生徒会腕章をしてる理由を誰も知らないし、誰も気にしていない。
「……おい、なんで掃除してただけなのに抗争が始まるんだよ」
「ふふふ、抗争って響き、厨二ポイント高くて良いね〜」
「抗争じゃない。ただの空気の悪化だよこれは!」
俺が必死に止めようとする中、ヒロインたちは早くも配置につき始める。
「勇者である私は、常に前線に立つ」ユリ。
「頭脳で勝負するタイプですから。地味にいきます」アイリ。
「観測者から参加者にクラスチェンジしま〜す☆」モモ。
「選択されなかった可能性として、私はここにいる」ミサキ。
「そして俺が、真のメインヒロイン、元魔王・黒瀬レン!」
「お前は男だろがぁぁあああああ!!」
俺のツッコミも空しく、彼らのラブコメバトルロイヤルが静かに始まる。
「さあ、カナメに補習イベント終了の鍵を与えるのは、誰か」
「え? なにそれ怖い」
「要するに、誰かがカナメに、感情的な告白をすれば、この茶番は終わる……はず、なんだよね」
「おい、なんではずなんだよ」
だが、最初に動いたのは意外にも――東雲アイリだった。
「……やっぱり、こういうのは、計算してもうまくいかないのよね」
「アイリ?」
アイリは、そっと俺の隣に立ち、少し照れながら言った。
「カナメくん、私ね……計画倒ればかりだけど、あなたの隣にいたいと思ってる」
「え……」
「これは作戦じゃなくて、本気の気持ちだから。たぶん、負けるけど、それでも言いたかったの」
一瞬、教室が静かになった。
本気の言葉。
その重さが、ふざけた空間に一石を投じる。
「……アイリ、ありがとう。でも俺……」
「――待ちなさい」
今度はユリが、静かに歩み出る。
瞳の奥に、揺れない光。
「忠義でも使命でもない。私は、あなたを守りたいからここにいる」
「ユリ……」
「剣を抜くことなく、あなたの隣にいられる未来を、選びたい。だから、私も――あなたが好き」
また、静寂。
やがて、白玉モモがふわっと笑う。
「こういうのって、順番じゃないよね。感情って、イベントで計れるもんじゃないし」
「モモ……」
「でも、だからこそ……このループラブコメに、私も一票投じたいな。
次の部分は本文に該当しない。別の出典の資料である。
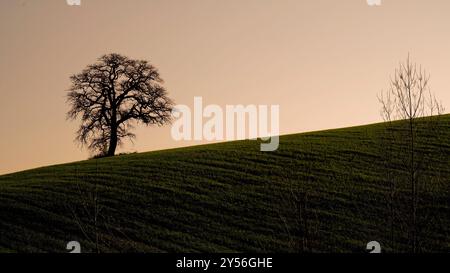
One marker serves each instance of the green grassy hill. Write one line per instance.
(325, 191)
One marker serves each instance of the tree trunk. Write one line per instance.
(112, 142)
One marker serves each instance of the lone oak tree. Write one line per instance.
(113, 95)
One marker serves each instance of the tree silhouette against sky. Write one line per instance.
(113, 95)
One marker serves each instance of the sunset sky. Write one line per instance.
(322, 61)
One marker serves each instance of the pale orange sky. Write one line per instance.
(322, 61)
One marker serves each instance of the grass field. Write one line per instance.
(323, 191)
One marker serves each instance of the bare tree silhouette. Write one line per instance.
(111, 96)
(408, 98)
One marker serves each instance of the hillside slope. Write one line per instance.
(324, 191)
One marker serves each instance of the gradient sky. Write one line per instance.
(322, 61)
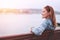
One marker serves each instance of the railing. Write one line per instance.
(47, 35)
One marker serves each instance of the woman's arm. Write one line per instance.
(39, 30)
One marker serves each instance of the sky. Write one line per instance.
(27, 4)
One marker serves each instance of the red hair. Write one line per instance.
(52, 15)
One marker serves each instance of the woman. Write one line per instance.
(48, 21)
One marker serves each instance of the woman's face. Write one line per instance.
(45, 14)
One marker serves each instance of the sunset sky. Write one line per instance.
(27, 4)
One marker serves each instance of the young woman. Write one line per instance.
(48, 21)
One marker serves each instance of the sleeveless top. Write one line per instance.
(46, 24)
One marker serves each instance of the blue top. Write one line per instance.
(45, 24)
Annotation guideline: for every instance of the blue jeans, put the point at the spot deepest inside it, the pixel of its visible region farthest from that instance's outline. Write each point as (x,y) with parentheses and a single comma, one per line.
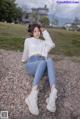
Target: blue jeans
(38,67)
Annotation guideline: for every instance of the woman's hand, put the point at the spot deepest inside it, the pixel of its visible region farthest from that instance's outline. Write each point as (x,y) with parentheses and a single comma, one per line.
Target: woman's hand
(42,29)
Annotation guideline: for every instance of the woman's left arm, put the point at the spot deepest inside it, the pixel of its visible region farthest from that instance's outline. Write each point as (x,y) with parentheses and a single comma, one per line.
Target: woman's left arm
(48,38)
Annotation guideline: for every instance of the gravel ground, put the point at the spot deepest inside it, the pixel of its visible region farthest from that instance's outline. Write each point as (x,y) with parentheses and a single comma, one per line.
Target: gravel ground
(15,85)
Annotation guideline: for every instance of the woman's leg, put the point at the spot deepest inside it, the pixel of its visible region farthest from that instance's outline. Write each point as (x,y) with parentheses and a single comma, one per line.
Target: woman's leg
(51,106)
(36,69)
(51,72)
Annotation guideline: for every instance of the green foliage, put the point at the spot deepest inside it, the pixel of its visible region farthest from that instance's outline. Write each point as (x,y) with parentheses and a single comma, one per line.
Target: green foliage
(9,11)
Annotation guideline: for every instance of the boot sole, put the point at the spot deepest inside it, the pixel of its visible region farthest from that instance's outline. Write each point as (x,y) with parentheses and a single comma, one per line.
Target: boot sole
(28,103)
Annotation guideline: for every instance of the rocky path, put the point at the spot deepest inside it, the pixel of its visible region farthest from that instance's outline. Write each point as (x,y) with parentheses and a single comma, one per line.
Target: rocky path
(15,85)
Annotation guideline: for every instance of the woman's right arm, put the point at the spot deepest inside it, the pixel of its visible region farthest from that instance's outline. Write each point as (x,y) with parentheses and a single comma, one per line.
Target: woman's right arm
(25,51)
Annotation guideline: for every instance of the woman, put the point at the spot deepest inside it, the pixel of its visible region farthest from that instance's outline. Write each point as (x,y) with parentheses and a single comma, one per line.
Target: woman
(38,64)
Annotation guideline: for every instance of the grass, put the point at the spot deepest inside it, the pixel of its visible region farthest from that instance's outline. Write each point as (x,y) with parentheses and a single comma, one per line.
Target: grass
(12,37)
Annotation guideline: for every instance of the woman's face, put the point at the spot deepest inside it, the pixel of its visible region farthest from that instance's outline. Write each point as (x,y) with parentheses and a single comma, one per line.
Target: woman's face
(36,32)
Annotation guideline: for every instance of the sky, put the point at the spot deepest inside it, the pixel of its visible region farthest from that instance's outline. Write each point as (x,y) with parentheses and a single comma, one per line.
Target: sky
(67,10)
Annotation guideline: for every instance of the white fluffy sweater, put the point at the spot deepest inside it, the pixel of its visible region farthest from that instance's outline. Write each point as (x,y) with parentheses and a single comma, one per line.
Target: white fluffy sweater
(33,46)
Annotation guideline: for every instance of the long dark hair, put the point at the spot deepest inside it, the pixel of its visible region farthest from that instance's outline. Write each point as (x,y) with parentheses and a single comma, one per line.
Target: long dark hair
(31,28)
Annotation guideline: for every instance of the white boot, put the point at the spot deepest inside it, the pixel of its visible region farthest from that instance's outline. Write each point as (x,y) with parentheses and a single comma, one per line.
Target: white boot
(51,106)
(31,101)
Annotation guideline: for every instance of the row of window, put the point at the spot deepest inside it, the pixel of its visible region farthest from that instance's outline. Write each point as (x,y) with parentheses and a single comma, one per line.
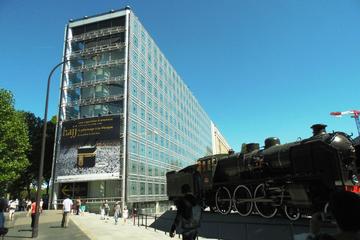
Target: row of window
(168,128)
(114,22)
(142,188)
(79,46)
(177,103)
(98,74)
(164,156)
(139,168)
(98,91)
(96,110)
(173,79)
(101,58)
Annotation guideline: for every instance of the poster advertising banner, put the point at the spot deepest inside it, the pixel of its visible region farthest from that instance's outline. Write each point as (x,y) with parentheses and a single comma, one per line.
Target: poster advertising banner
(89,149)
(90,130)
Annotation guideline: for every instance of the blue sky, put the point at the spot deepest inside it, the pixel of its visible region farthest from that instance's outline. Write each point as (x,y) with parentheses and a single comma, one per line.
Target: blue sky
(259,68)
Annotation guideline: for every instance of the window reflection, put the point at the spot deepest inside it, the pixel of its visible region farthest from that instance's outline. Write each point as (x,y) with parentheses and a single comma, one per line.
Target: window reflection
(101,109)
(72,113)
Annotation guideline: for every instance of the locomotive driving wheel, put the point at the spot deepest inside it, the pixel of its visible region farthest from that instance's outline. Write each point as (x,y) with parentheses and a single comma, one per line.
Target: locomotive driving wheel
(263,204)
(292,213)
(223,200)
(241,198)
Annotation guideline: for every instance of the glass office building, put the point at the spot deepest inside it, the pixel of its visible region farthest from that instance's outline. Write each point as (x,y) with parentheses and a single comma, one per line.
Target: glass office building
(126,116)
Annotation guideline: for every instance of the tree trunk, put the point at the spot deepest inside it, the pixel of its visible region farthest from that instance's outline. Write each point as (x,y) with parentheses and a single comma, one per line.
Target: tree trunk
(28,190)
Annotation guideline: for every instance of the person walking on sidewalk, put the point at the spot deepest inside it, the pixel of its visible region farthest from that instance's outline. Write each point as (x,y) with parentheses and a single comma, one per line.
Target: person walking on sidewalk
(67,205)
(107,210)
(12,209)
(3,206)
(188,215)
(78,205)
(33,212)
(117,211)
(125,214)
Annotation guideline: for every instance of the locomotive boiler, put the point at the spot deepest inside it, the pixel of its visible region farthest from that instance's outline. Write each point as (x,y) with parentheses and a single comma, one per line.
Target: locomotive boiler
(295,178)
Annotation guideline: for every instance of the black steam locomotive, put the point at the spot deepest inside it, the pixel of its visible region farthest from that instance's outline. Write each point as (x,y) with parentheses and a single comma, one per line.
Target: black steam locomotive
(295,178)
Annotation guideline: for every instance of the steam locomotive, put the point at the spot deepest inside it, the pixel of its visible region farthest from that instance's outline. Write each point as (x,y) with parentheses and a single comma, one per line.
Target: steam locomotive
(294,178)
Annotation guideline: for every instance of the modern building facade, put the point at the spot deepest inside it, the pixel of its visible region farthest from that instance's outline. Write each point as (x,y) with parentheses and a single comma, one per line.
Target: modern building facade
(125,117)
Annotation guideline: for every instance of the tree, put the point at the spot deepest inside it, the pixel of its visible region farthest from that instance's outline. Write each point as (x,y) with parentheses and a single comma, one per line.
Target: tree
(30,176)
(14,141)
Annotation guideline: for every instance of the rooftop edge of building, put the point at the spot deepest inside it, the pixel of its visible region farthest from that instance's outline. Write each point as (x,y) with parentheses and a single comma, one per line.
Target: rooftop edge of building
(100,14)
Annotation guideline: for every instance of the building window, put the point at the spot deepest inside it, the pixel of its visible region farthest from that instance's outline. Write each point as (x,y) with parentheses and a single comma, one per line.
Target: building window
(150,189)
(142,150)
(142,188)
(133,146)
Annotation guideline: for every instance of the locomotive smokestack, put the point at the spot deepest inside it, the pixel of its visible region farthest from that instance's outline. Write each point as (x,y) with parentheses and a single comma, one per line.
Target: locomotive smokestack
(271,141)
(318,129)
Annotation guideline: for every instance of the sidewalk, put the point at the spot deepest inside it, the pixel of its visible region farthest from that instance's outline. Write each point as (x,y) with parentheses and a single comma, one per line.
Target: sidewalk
(95,229)
(49,227)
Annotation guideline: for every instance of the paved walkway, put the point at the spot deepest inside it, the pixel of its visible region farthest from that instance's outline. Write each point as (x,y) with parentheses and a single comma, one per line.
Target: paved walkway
(88,226)
(106,229)
(49,227)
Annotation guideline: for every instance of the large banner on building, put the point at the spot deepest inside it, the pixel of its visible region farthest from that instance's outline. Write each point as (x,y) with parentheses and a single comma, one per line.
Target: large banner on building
(89,149)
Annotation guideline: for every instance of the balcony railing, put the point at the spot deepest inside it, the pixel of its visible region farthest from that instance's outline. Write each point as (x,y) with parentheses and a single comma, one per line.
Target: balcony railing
(97,33)
(113,80)
(95,50)
(93,101)
(95,65)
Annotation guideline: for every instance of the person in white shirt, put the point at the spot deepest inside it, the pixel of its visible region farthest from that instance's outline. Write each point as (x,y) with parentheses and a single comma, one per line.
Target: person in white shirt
(67,206)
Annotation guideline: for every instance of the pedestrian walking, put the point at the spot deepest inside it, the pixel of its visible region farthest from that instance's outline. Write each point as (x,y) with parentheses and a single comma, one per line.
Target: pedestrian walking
(102,211)
(188,215)
(33,212)
(67,205)
(78,205)
(125,214)
(28,207)
(3,206)
(117,211)
(107,210)
(41,205)
(12,209)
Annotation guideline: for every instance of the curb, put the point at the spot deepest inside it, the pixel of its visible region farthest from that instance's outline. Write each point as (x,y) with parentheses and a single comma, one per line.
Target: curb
(86,232)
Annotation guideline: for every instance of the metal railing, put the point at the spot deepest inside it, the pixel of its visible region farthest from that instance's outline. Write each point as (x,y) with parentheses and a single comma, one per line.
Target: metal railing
(97,33)
(110,81)
(95,50)
(95,65)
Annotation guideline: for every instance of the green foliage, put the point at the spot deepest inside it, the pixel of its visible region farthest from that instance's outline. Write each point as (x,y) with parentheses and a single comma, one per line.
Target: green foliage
(14,141)
(30,176)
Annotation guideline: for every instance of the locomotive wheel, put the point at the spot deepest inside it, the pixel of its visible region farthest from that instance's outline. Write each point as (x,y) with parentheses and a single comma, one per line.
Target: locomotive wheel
(243,207)
(262,205)
(223,200)
(292,213)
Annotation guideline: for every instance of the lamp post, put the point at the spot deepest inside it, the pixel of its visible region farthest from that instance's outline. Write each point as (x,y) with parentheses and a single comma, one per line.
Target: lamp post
(41,167)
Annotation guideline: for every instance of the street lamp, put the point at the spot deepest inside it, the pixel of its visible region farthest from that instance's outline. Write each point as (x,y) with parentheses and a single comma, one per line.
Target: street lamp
(41,167)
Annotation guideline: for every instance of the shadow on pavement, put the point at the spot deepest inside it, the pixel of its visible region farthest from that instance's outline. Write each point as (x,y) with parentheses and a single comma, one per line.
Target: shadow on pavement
(16,237)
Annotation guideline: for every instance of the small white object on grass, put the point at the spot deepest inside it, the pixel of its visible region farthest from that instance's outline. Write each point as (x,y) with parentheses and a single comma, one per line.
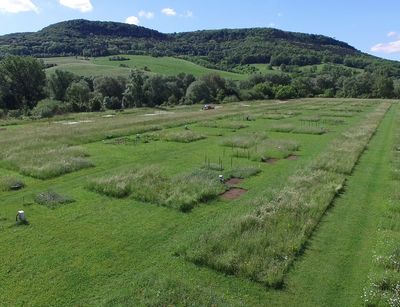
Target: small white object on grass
(21,216)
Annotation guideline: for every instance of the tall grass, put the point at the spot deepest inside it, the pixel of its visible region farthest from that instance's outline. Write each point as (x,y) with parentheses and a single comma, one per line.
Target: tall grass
(182,192)
(344,152)
(265,149)
(52,200)
(282,128)
(243,141)
(10,183)
(310,130)
(186,136)
(262,245)
(223,125)
(383,288)
(44,162)
(24,151)
(242,172)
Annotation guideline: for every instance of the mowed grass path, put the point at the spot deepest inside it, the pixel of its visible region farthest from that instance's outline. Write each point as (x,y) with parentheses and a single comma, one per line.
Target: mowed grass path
(105,251)
(334,270)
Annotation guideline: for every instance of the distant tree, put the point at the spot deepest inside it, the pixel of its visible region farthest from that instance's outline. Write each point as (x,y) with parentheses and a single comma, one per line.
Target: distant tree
(96,102)
(383,87)
(198,92)
(264,91)
(134,93)
(285,92)
(303,86)
(59,82)
(22,82)
(110,86)
(78,94)
(156,90)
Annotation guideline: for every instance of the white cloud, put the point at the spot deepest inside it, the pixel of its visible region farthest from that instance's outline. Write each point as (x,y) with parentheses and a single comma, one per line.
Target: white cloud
(80,5)
(132,20)
(147,15)
(168,11)
(187,14)
(392,47)
(17,6)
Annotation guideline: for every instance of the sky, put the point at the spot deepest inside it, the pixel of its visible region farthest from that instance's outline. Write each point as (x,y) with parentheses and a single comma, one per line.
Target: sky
(369,25)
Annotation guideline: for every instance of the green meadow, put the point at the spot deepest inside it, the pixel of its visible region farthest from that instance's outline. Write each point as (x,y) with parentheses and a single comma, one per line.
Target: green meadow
(129,208)
(160,65)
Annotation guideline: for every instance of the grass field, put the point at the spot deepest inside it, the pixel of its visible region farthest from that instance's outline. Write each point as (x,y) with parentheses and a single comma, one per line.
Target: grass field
(145,220)
(162,65)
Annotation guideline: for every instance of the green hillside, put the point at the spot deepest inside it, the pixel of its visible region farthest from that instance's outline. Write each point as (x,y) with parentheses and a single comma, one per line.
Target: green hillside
(224,49)
(160,65)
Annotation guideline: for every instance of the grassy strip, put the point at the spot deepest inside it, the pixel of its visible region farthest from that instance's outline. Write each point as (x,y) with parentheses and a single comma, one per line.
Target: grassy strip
(223,125)
(243,141)
(350,145)
(310,130)
(242,172)
(182,192)
(10,183)
(285,128)
(181,136)
(267,149)
(262,245)
(45,153)
(52,200)
(384,280)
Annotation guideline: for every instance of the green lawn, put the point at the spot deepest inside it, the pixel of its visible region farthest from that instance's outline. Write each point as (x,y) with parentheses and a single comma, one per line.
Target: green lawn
(161,65)
(101,250)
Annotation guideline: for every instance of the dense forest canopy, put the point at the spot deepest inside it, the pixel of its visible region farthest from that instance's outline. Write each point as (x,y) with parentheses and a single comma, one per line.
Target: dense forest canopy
(304,66)
(222,49)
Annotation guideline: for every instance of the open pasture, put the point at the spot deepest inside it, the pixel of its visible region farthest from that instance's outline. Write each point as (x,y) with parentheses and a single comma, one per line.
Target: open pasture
(162,65)
(133,210)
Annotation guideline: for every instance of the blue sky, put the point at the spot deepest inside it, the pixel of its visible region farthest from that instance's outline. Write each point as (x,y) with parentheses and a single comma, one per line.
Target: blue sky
(369,25)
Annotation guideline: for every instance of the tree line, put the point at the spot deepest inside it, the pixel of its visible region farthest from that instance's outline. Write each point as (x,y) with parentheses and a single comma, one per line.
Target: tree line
(25,89)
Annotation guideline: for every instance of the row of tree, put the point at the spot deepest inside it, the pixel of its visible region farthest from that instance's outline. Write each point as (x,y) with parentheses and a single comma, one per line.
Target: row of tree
(23,84)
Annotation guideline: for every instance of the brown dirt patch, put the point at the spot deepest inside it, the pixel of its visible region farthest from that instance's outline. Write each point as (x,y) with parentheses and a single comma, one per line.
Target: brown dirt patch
(234,181)
(270,160)
(233,193)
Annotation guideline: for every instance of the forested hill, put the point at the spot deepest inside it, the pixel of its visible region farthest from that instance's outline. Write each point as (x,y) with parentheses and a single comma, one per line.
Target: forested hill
(221,49)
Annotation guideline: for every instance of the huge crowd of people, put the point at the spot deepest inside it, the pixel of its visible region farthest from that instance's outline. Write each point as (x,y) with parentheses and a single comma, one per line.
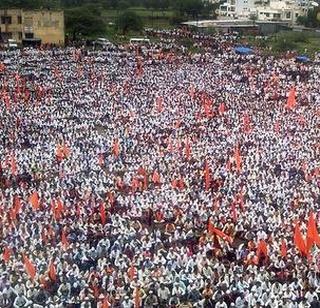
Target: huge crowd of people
(140,177)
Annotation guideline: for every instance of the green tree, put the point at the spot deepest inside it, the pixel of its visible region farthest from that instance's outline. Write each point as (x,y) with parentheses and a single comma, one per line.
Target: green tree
(190,7)
(129,20)
(312,19)
(84,20)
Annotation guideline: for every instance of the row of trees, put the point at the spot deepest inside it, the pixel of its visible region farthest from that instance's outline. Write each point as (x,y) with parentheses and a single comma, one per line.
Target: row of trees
(312,19)
(188,7)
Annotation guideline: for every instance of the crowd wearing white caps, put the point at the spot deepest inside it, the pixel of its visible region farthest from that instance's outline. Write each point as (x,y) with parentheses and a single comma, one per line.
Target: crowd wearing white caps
(117,146)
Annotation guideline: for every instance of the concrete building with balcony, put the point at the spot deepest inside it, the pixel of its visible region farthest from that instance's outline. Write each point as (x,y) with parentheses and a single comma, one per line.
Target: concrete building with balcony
(264,10)
(44,25)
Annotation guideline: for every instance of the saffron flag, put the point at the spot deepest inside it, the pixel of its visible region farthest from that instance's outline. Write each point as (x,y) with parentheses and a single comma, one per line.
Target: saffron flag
(29,267)
(299,241)
(219,233)
(291,102)
(13,164)
(103,213)
(188,149)
(246,123)
(105,303)
(207,177)
(156,177)
(262,249)
(222,108)
(34,200)
(312,233)
(237,158)
(137,298)
(283,249)
(6,254)
(116,148)
(64,239)
(52,273)
(159,104)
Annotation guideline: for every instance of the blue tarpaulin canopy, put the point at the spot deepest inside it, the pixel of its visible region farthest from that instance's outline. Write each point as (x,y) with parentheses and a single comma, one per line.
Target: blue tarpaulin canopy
(243,50)
(302,59)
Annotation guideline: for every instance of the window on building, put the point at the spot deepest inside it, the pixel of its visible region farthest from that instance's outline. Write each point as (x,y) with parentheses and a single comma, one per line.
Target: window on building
(29,35)
(6,20)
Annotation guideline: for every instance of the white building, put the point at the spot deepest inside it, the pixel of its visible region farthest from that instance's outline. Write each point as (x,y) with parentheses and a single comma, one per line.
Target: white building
(265,10)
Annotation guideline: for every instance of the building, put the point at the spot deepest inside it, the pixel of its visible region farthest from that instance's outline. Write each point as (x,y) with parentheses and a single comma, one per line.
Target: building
(23,25)
(264,10)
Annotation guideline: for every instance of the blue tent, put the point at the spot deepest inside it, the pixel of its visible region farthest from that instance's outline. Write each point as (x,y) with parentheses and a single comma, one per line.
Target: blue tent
(243,50)
(302,59)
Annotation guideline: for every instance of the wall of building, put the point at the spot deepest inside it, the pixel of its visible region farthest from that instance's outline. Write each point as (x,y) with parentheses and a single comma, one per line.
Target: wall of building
(46,25)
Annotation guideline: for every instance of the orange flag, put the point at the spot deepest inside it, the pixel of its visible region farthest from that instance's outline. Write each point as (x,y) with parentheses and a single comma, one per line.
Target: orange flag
(237,158)
(156,177)
(52,273)
(105,303)
(222,108)
(6,254)
(34,200)
(312,233)
(283,249)
(132,272)
(64,239)
(29,267)
(291,102)
(17,204)
(103,213)
(13,164)
(218,232)
(277,127)
(59,152)
(116,148)
(234,214)
(137,298)
(207,176)
(101,160)
(192,91)
(246,123)
(159,103)
(299,241)
(188,149)
(66,151)
(262,249)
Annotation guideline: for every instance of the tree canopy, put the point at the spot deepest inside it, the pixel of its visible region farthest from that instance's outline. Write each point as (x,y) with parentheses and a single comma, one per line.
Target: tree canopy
(129,20)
カナメくん、私と一緒にメタオチEND迎えてみない?」
「なんでオチに誘うんだよ!」
最後に、ミサキが一歩踏み出す。
その瞳には、静かな諦めのようなものが宿っていた。
「私は……きっと選ばれない役なんだと思ってた。観測して、記録して、背景に消える存在」
「ミサキ……」
「でも、それでも――わたし、カナメくんのこと、ちゃんと好きだった。物語を壊してでも、言いたかった」
息を呑むような一瞬の間。
でも俺は――
「……俺は、誰も選ばない」
「!」
「選ばれなかったことで誰かが傷つくなら、俺はその選択肢を取らない。ヒロインが傷つくラブコメなんて、俺はやりたくないんだよ」
その言葉に、全員が静かになった。
「だから俺は、ラブコメから逃げ続ける。絶対に誰も選ばない。
俺が、俺自身の意思で、それを決めた」
その瞬間――
「……補習、終了です」
どこからともなく現れた教師の声。
気づけば、教室はいつもの風景に戻っていた。
タペストリーも玉座も、すべて消えている。
「え、終わったの……?」
「嘘、マジで終わったの?」
「ほんとに、全員フラグ未成立で突破したの?」
「まさか、全ルート拒否で補習クリアって……最悪のバッドエンドじゃん!」
「いや、俺的にはベストなんだが……」
「カナメくん、やっぱりすごいね」
ミサキが笑う。どこか寂しげに。
「……選ばなかったことで、たぶん、次の物語が始まっちゃったよ」
「え?」
「次は、もっと複雑になるよ。だって、誰も選ばなかったって実績、みんなに刻まれたんだから」
俺の背筋に、微かな寒気が走る。
そう、これは終わりじゃない。
むしろ――全員に振ったことを認識された状態で、新しい日常が始まるのだ。
果たして、俺のラブコメ逃亡生活は、どこまで続けられるのか。
そんな不安を残しつつ、教室のチャイムが鳴り響いた。
次回、もっとめんどくさい非日常が待っている――予感しかしない。